Cole: One sticking point with database tools like Hadoop is the lack of real-time analytics. How does IMDG technology help on that score?
Bain: IMDGs, such as ScaleOut Analytics Server, enable real-time data analytics by attacking the well-known bottlenecks to performance inherent in Hadoop’s architecture. First, staging data in RAM dramatically reduces Hadoop’s disk I/O required to input a data set for analysis. For example, performance measurements using the Terasort benchmark have demonstrated an 11X reduction in access latency. Second, IMDGs can eliminate Hadoop’s batch scheduling overhead and streamline data combining by employing a simplified computation model and an analytics engine tightly integrated with the IMDG’s RAM-based storage.
To help combine Hadoop with an IMDG and thereby improve its real-time capabilities, we have recently released a new in-memory computing product called ScaleOut hServer, specifically designed to work with Hadoop. Our ultimate aim is to enable Hadoop to perform real-time analytics, and this release focuses on the data access bottleneck as a first step toward that goal. Instead of storing data on disk within the Hadoop Distributed File System (HDFS), ScaleOut hServer enables Hadoop to use a fast, scalable IMDG. This provides two key benefits. First, live data can be continuously updated while it is being accessed for analysis using standard Hadoop MapReduce applications, eliminating the limitation that HDFS data cannot be updated. Second, ScaleOut hServer can be used as a transparent in-memory cache for HDFS data sets that fit within the IMDG’s memory. In this usage model, when a Hadoop MapReduce job accesses HDFS data, ScaleOut hServer automatically caches the data set in the IMDG. On subsequent runs, Hadoop transparently reads key/value pairs from the IMDG, significantly speeding up data access time.
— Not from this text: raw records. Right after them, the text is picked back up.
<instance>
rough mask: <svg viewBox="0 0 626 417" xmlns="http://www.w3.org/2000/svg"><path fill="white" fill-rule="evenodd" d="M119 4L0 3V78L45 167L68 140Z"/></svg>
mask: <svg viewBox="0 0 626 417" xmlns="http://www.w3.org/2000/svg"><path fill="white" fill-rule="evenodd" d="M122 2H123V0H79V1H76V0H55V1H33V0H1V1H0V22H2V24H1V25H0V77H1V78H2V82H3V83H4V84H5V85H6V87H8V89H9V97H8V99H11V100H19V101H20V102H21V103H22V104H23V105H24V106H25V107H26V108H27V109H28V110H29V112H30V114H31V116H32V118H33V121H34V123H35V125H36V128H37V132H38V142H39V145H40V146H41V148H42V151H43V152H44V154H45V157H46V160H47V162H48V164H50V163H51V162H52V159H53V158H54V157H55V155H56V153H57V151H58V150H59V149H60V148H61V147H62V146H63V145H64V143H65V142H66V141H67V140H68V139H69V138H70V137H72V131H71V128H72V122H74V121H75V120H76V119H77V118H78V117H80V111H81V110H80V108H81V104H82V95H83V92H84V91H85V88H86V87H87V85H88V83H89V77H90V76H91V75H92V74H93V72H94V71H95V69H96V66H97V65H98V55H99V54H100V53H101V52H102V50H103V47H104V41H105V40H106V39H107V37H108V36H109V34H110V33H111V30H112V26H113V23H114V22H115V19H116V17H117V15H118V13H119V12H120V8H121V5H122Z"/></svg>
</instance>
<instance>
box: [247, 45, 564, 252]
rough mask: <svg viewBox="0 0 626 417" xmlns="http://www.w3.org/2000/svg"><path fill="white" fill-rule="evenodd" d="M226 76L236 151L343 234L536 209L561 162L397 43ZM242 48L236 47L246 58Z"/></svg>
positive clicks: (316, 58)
Cole: What about scalability? Will in-memory be able to keep up with the steadily increasing data loads that most enterprises are dealing with?
Bain: Well-designed IMDG architectures support linear performance scaling across hundreds or even thousands of servers, limited only by interconnect bandwidth, power and heat dissipation. As multicore servers increase their memory capacity and speed and interconnect technologies advance, IMDGs will continue to be scaled to handle steadily growing data sets. However, given the premium that must be paid for RAM versus SSDs, hybrid architectures that incorporate both technologies are likely to have an advantage in overall cost-effectiveness and may emerge as the dominant platform for real-time analytics.
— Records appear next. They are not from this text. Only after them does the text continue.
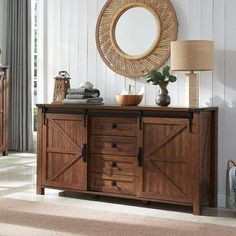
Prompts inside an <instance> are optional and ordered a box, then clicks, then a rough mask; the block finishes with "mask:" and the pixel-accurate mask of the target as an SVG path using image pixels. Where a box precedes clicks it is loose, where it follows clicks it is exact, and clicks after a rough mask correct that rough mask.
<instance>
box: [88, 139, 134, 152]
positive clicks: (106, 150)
mask: <svg viewBox="0 0 236 236" xmlns="http://www.w3.org/2000/svg"><path fill="white" fill-rule="evenodd" d="M136 150H137V141H136V138H135V137H118V136H101V135H96V136H95V135H92V137H91V152H92V153H99V154H100V153H101V154H113V155H127V156H135V155H136Z"/></svg>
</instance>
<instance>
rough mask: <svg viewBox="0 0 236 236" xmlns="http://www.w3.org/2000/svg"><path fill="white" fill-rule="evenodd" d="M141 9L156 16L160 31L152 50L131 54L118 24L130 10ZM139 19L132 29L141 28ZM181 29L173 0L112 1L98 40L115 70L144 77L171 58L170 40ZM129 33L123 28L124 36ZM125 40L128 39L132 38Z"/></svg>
mask: <svg viewBox="0 0 236 236" xmlns="http://www.w3.org/2000/svg"><path fill="white" fill-rule="evenodd" d="M137 8H139V9H140V8H141V9H142V8H143V9H146V10H147V11H148V12H150V13H151V14H152V15H153V17H154V18H155V21H156V25H157V32H156V38H155V40H154V42H153V44H152V45H150V48H148V50H144V51H143V52H141V54H138V55H130V53H129V52H127V51H123V49H122V48H121V47H120V45H119V43H118V42H117V37H116V36H117V35H116V27H117V24H118V23H119V20H120V18H121V17H122V16H123V15H124V14H125V13H127V11H129V10H130V9H132V10H134V9H137ZM142 16H143V15H141V16H140V17H142ZM129 19H130V18H129ZM137 22H138V19H137V20H136V21H135V22H134V27H133V29H132V32H133V30H134V28H139V27H140V25H137V24H138V23H137ZM149 26H150V25H149ZM139 30H142V29H141V28H139ZM177 32H178V22H177V17H176V13H175V10H174V7H173V6H172V4H171V1H170V0H162V1H159V0H119V1H117V0H108V1H107V2H106V4H105V5H104V7H103V9H102V11H101V13H100V15H99V18H98V21H97V27H96V42H97V48H98V51H99V53H100V55H101V58H102V59H103V61H104V62H105V63H106V65H107V66H108V67H110V69H111V70H113V71H115V72H116V73H119V74H121V75H123V76H126V77H129V78H140V77H143V76H144V75H146V74H147V73H149V72H150V71H151V70H154V69H158V68H160V67H161V66H162V65H163V64H164V63H165V62H166V61H167V60H168V58H169V56H170V43H171V42H172V41H175V40H176V39H177ZM149 34H150V33H149ZM125 36H126V32H123V31H122V37H124V38H125ZM149 36H150V35H149ZM125 40H126V41H128V37H127V38H125ZM136 40H137V38H136ZM146 41H147V40H146ZM143 44H145V41H144V42H143ZM141 46H142V45H139V46H138V47H139V48H140V47H141Z"/></svg>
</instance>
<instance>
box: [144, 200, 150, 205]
mask: <svg viewBox="0 0 236 236" xmlns="http://www.w3.org/2000/svg"><path fill="white" fill-rule="evenodd" d="M142 204H143V205H149V204H150V202H149V201H142Z"/></svg>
In the current market, companies are moving toward real-time in-memory systems to store and analyze their live data while continuing to store their static data on disk for batch analysis. Live data sets are typically less than 10TB and many are 1TB or less. These will easily fit into today’s memory-based computing solutions and enable companies to gain a competitive edge in managing their operations and detecting perishable business opportunities.